É preciso falar baixo no sítio da primavera, junto

à terra nocturna. Junto à terra transfigurada.

Tudo ouve as minhas palavras talvez irremediáveis..

Infatigável perfume se acrescenta nos jacintos, fogo

sem fim circunda suas raízes leves.

É preciso não acordar do seu ofício a luz que inclina

os meus espinhos frios, a lua que inclina

meu sangue ligado e o sangue da terra nocturna. 

 

Agora a primavera trabalha nas galerias mais antigas,

bate os seus martelos contra um milhão de estrelas.

É uma coisa estupenda a primavera que trabalha

nas caveiras dos cavalos enterrados.

E os cavalos ressuscitam pela noite adiante.

Inspiro-me na primavera com suas grutas de água

atenta, e amo a loucura -

a cabeça gelada sobre a corrente pura do terror. 

 

Tenho medo de erguer a voz mais alto

que o meu coração, onde uma candeia

concentra um grande silêncio.

A primavera é algo prodigioso para o meu desbarato.
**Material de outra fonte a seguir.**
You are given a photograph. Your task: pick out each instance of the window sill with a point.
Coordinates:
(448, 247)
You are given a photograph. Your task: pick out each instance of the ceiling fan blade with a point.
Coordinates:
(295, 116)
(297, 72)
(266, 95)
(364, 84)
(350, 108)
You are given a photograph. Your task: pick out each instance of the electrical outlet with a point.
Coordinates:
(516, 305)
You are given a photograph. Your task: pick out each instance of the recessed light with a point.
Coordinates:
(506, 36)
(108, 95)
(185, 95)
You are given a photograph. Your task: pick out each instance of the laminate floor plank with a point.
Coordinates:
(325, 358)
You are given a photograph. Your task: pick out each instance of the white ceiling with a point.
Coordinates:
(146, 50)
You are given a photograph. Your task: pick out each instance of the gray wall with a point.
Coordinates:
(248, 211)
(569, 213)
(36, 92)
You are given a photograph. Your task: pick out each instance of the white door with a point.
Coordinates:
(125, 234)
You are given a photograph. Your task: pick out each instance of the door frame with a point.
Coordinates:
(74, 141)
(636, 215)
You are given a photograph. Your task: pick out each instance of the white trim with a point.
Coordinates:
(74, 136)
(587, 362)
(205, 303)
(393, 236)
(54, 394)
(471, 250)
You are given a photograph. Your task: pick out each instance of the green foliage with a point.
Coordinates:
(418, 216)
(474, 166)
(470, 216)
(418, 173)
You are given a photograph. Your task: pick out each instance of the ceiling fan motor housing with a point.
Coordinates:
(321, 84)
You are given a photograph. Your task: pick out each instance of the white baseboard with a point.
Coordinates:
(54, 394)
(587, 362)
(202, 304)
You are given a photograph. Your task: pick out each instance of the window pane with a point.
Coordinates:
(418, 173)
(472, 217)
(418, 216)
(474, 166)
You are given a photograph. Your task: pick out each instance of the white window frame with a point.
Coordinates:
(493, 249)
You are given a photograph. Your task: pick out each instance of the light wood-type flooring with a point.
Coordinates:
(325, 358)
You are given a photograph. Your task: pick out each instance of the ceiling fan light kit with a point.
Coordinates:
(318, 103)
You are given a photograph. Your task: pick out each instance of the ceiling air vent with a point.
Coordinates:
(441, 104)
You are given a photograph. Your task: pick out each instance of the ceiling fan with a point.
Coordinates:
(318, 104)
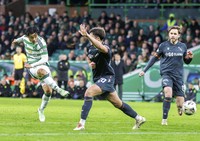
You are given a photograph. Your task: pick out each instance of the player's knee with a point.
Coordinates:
(48, 90)
(89, 93)
(41, 72)
(168, 91)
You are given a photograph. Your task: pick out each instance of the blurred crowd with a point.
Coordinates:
(86, 2)
(125, 36)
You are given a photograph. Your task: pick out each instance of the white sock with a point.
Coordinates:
(45, 100)
(82, 121)
(49, 81)
(138, 117)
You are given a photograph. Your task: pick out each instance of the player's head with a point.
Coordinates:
(18, 49)
(98, 33)
(31, 33)
(174, 33)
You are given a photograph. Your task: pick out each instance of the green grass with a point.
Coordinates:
(19, 122)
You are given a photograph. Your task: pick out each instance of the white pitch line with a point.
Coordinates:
(100, 133)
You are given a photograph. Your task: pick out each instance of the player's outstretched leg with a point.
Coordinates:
(45, 101)
(166, 108)
(130, 112)
(84, 113)
(49, 81)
Que a tristeza me ajude, que me ajudem

os dentes da minha boca, os dedos das minhas mãos,

todos os mortos, todos os que amam

entre sangue no mundo, entre as águas das noites eternas. 

 

Sinto os ossos ascenderem às cobras da cabeça -

e a obra está nas mãos.

Terra, terra preenchida. Enquanto os outros dormem,

fundo-me no verbo interior da primavera

como o vermelho se funde na flor futura.

Tu cantavas, sangue, a torrente translúcida da morte.

Cantavas o que já se não quebra com o uso

das vozes. Porque tu eras a minha

água salgada.

 

Fecho os olhos para ver como as acácias se iluminam

e a rutilação ascende pelas veias.

Tomo entre meus dedos a soturna amplidão dos mortos.

Primavera, como cresces.

 

Desespero ou alegria, como correm

nos membros reaparecidos.

Dizer devagar na humidade da carne, evocar

tuas colinas de sal, mistério.

Tudo em volta da primavera e da noite

com uma porta no coração para passar

num tremendo silêncio. 

 

Ressuscitar uma vez com a cara extrema

junto a líquenes inocentes.

Entre os meses saber de um só que pede

a mudez aterradora.

A primavera cresce num núcleo de ideias, as cabras

evaporam-se, reaparecem em espírito

mastigando giestas. Primavera é uma palavra

numa língua demasiado estrangeira.

Uma coisa enorme, sem música. 

 

Falo tão devagar que mal distingo

a noite sobre a terra

da minha garganta onde os animais passam

lentamente inspirados.

Só encosto a testa ao oculto fogo dos nomes,

e o sangue alimenta a loucura

devagar, devagar - como quem ressuscita.